27th Mayor of Green Bay, Wisconsin
- In office 1896–1898
- Preceded by: James H. Elmore
- Succeeded by: Simon J. Murphy Jr.

Personal details
- Born: August 7, 1859
- Died: 1945 (aged 85–86)
- Spouse(s): Leila E. Lindsley ​ ​(m. 1882; died 1920)​ Augusta Nixon ​(m. 1923)​
- Children: 4
- Parent(s): Francis X. Desnoyers Louisa A. Baird
- Relatives: Peter J. Desnoyers (grandfather)
- Occupation: Politiciain

= Frank B. Desnoyers =

American politician (1859–1945)

Frank B. Desnoyers was an American politician who served as the 27th mayor of Green Bay, Wisconsin, from 1896 to 1898.

==Biography==
Desnoyers was born on August 7, 1859. His father, Francis, had previously been Mayor of Green Bay.
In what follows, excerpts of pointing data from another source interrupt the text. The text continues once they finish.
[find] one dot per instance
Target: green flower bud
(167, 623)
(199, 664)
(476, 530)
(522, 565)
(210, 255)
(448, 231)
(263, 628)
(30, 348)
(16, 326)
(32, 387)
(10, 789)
He married Leila E. Lindsley, daughter of Green Bay Mayor M. P. Lindsley, in 1882. They had four children before her death on October 19, 1920. In 1923, he married Augusta Nixon of Ashland, Virginia. He died in 1945.

==Political career==
Desnoyers served as Mayor of Green Bay from 1896 to 1898. Later, he served as a Green Bay City Councilman and Treasurer of Brown County, Wisconsin.